How did we get into this mess?

Software projects go badly when everyone is unrealistic about how real humans do creative work.

I’m in the midst of an email conversation with a pretty well-known turnaround CEO adviser, the kind of person who can Make Your Company Not Suck. He’s way beyond me in terms of influence and reach, and he consults enterprise-wide for way bigger outfits, but for some reason he ended up asking me why so many projects still get in trouble even though all kinds of training and certification are available these days.

This is about what I wrote back.

From my observation working with smaller teams, the eight main reasons why software projects get derailed are:

  1. Persisting with a technical approach that doesn’t work.
  2. Wrong developer(s) on the task.
  3. Technical Bankruptcy.
  4. A single technical obstacle.
  5. Code hoarding.
  6. Redoing the same work.
  7. Insufficient time.
  8. Vagueness.

Let’s talk about redoing the same work.

#6 in particular is something I feel really strongly about. Agile has it right with the “DRY” principle: Don’t Repeat Yourself. Don’t have multiple blocks of code doing the same thing in slightly different contexts. Do merge duplicate code while refactoring, even if it already works and appears fragile.

But also… build quality into the entire process, don’t just save it for testing at the end!

I see that mistake made over and over again. It always makes so much more work than techniques that use continuous feedback.

First things first. Last things last.

You will never know less about the implementation than at the beginning of the endeavor, and your knowledge will increase throughout the project, so it makes sense to refrain from overspecifying design and implementation details early on.
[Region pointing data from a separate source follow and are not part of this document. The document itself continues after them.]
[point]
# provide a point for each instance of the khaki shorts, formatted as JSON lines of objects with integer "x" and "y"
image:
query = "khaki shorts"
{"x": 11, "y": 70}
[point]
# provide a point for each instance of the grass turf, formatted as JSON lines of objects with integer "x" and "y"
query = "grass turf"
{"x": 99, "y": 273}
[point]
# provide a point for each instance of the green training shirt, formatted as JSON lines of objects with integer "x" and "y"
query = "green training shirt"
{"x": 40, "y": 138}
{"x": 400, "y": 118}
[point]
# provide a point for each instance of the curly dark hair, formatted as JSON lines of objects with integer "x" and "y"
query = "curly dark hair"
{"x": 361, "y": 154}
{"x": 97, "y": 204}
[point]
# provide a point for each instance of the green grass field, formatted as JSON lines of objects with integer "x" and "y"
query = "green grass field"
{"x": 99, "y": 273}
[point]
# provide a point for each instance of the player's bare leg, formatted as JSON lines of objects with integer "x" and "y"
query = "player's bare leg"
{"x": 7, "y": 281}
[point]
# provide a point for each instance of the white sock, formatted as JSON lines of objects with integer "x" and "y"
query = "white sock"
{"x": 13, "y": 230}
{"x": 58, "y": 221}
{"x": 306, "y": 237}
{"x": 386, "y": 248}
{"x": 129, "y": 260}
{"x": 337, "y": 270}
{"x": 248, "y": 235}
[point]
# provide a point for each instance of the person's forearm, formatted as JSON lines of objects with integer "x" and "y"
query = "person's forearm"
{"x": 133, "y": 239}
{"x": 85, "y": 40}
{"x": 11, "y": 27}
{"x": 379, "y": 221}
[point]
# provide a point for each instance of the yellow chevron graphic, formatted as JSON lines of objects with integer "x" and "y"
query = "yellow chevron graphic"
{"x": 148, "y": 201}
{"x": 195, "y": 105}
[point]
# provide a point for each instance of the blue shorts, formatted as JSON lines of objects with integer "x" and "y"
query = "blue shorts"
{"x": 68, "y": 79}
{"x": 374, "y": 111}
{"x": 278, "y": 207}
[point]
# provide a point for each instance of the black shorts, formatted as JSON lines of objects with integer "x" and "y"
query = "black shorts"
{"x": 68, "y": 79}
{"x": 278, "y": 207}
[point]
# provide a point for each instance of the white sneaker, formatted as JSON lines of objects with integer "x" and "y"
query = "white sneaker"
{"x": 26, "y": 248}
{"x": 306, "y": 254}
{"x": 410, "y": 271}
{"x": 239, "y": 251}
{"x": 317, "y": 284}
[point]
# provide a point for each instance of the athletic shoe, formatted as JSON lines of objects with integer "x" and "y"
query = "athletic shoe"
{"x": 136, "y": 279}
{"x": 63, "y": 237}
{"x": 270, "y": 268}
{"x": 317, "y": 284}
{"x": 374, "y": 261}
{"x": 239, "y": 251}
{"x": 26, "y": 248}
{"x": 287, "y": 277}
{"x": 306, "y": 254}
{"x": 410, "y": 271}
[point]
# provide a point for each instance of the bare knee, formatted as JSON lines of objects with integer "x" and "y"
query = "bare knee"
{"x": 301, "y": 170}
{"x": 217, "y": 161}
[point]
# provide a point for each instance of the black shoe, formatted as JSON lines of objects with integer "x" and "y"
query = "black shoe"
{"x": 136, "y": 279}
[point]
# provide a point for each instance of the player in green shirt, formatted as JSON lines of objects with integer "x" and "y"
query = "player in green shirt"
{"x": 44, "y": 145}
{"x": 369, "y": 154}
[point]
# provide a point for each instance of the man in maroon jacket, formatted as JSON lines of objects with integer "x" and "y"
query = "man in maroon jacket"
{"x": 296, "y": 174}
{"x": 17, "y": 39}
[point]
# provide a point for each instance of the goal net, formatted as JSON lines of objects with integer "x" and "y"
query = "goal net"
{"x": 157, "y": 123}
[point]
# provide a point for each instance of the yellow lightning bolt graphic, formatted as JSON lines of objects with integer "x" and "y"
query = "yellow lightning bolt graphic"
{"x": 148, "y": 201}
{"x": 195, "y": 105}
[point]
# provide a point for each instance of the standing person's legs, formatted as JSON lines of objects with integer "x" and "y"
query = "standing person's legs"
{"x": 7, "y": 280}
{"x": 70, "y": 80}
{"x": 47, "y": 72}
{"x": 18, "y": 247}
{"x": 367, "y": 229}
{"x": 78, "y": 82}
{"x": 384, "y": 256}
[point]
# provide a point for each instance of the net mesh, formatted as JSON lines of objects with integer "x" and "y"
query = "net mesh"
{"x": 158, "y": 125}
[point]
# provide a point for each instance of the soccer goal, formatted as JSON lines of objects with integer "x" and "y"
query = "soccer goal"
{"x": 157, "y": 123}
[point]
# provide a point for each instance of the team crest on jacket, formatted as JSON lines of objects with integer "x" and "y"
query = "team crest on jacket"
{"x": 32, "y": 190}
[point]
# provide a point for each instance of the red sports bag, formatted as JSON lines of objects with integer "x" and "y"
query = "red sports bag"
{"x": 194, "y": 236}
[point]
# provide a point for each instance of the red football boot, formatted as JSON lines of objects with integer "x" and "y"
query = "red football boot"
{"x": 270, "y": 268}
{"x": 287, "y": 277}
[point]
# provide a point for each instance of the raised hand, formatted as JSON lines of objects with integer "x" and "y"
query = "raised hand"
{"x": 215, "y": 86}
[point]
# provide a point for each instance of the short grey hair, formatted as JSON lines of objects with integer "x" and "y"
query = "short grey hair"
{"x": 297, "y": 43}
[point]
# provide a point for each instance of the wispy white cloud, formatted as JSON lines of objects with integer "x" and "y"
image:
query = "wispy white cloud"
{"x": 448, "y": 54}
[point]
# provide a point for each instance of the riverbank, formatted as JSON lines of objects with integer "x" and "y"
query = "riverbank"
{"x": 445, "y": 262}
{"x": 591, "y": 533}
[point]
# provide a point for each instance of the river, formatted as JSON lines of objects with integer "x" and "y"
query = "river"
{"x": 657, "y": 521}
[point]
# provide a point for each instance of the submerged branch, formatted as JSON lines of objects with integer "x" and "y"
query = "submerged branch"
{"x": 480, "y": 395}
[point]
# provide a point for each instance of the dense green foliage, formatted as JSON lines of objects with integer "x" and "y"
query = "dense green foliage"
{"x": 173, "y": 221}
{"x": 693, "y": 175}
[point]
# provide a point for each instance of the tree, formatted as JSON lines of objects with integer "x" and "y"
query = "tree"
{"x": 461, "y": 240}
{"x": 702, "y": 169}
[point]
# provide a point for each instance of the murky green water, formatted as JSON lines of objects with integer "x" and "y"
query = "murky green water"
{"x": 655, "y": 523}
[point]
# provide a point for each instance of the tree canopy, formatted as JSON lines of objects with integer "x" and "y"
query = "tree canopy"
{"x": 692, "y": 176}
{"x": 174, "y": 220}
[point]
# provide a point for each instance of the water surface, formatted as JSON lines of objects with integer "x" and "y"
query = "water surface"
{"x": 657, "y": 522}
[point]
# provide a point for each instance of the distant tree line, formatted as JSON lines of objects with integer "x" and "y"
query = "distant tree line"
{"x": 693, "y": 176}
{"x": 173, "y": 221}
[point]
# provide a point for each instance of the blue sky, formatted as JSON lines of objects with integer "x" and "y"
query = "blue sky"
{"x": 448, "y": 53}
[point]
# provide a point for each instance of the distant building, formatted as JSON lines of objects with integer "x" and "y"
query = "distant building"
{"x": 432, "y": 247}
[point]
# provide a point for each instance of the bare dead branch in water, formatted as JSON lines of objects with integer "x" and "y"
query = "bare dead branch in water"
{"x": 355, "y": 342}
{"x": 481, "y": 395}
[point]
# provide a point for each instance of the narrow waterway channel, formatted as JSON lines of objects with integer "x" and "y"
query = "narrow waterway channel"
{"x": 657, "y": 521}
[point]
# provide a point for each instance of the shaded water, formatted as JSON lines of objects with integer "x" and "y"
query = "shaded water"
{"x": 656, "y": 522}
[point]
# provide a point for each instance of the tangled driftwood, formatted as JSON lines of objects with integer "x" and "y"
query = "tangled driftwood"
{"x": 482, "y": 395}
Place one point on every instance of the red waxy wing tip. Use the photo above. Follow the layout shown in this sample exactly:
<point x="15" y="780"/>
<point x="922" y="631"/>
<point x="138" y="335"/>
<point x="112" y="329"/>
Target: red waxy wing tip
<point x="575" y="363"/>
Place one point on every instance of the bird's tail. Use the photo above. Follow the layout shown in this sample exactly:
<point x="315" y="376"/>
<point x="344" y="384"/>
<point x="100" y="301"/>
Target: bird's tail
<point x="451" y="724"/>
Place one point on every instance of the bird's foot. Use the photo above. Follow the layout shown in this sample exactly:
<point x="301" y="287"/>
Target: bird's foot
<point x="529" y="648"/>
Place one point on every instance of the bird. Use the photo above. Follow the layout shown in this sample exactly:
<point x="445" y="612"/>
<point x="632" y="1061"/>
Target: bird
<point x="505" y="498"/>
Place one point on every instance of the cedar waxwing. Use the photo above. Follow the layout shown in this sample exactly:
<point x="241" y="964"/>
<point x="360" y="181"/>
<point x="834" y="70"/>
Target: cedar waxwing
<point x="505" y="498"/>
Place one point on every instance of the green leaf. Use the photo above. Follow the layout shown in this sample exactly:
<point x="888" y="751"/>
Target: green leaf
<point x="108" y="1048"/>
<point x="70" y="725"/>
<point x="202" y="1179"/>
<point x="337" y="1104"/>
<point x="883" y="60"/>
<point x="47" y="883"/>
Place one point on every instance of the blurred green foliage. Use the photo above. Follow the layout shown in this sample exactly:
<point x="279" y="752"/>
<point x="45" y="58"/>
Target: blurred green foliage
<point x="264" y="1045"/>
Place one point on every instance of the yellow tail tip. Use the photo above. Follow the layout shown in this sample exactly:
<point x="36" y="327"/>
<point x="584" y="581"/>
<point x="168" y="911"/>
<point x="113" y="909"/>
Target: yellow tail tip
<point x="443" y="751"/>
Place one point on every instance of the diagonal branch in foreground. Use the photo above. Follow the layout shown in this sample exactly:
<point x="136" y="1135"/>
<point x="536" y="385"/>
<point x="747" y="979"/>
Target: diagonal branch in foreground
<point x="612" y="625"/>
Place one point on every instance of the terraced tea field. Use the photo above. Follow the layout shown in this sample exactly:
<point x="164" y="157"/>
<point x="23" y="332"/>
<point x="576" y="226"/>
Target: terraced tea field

The shops that insist on locking down all their data structures before any code is written? Those are the ones that end up having to unlock them anyway because their assumptions turn out to be a) directly wrong, or b) overtaken by new and refined customer requirements.

Answering the actual question.

That’s just one of the eight major reasons though. From a higher-level perspective, I’d say software projects go badly when (and because) everyone (everyone!) is unrealistic about how real humans do creative work. And in answer to my correspondent’s main question: Most training and certification programs constitute misguided attempts to mechanize something that’s inherently a little unpredictable, and they’re focused on compliance rather than accomplishment. Thus you get lots of compliance with the process, but not as much accomplishment as you would have liked.

Bottom line, the classical system of training and rewarding developers cultivates the wrong behaviors. We don’t really count lines of code anymore, but we do count change tickets closed. You don’t get credit for outright pairing, nor for taking half an hour to explain the finer points of ADO.NET to your cube neighbor. Some shops pay attention to closed work items but don’t bother tracking if they stay closed through QA and delivery. A really well-placed, intelligent bout of refactoring that erases technical debt and makes all future development less error-prone? That’s not a deliverable, and it’s poor compliance, so it doesn’t usually get done and the whole team’s effectiveness suffers.